Thomas Jefferson wrote those words in a letter to John Jay in 1785. I wonder if he would hold this opinion today.
I’m inclined to believe there’s still truth in it, provided we temper the superlatives. By and large I’d say farmers are vigorous and independent. Those who farm as we do tend to be libertarian (small “l”) in their thinking. As the producers of food, which is true wealth, they are valuable citizens.
But it’s easy to construct a rebuttal. Industrial farmers these days tend to be dependent on a mind-boggling list of government sponsored “programs” for their existence. Crop subsidies are the best known and perhaps most notorious, but there are a myriad of others, such as subsidized crop insurance, “disaster” relief programs that kick in every summer it seems, “cost share” programs that subsidize farm improvements, subsidized loans and the list goes on and on. These days the typical farmer is wedded to the government in ways Mr. Jefferson would never have imagined.
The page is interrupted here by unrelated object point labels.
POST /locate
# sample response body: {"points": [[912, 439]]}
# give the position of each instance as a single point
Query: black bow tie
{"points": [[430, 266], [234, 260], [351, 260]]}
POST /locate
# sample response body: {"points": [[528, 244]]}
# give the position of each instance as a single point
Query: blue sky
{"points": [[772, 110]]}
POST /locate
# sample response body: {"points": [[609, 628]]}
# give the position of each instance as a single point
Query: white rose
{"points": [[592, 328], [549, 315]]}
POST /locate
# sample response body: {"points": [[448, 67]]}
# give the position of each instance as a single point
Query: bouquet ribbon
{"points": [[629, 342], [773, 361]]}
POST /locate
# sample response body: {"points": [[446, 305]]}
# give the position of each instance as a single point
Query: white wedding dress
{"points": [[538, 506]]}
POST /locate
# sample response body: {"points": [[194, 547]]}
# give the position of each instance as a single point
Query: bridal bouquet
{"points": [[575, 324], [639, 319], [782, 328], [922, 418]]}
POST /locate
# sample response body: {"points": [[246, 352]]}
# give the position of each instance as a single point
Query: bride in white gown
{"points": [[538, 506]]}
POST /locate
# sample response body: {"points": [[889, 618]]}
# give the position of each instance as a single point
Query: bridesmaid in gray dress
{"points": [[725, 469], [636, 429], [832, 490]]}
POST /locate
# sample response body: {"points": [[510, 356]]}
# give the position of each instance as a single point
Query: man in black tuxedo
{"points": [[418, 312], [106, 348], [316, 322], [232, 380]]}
“Virtue” was extremely important to the founders, as they imagined how our young republic might fare. These days if we hear the word “virtue” at all, it is used in the sense of “morality.” But virtue meant much more than that in the late 18th Century. Characteristics of “virtue” were frugality, thrift, industry, moderation, self-reliance, duty and self-control. A society characterized by debt, dependency, overconsumption, gluttony and an aversion to work is not a virtuous society. Sadly most American farmers are burdened with debt and dependent upon the government. Many are as guilty of overconsumption and gluttony as the typical suburbanite. Mr. Jefferson would not consider such folks to be virtuous.
And these days a “cultivator” is a machine, not a person.
While there is still merit in what Mr. Jefferson wrote, I think to make it ring true in 2012 we would have to replace the word “are” with “should be.” Because I so strongly believe that farming sustainably and responsibly is an antidote to much of what ails us, I would replace the words “are” with “could be.”
Actually, being an optimist I would replace them with “will be.” Let’s try that out:
Cultivators of the earth will be the most valuable citizens. They will be the most vigorous, the most independent, the most virtuous, and they will be tied to their country and wedded to its liberty and interests by the most lasting bands.
If Mr. Jefferson’s words were ever true, may they be true again.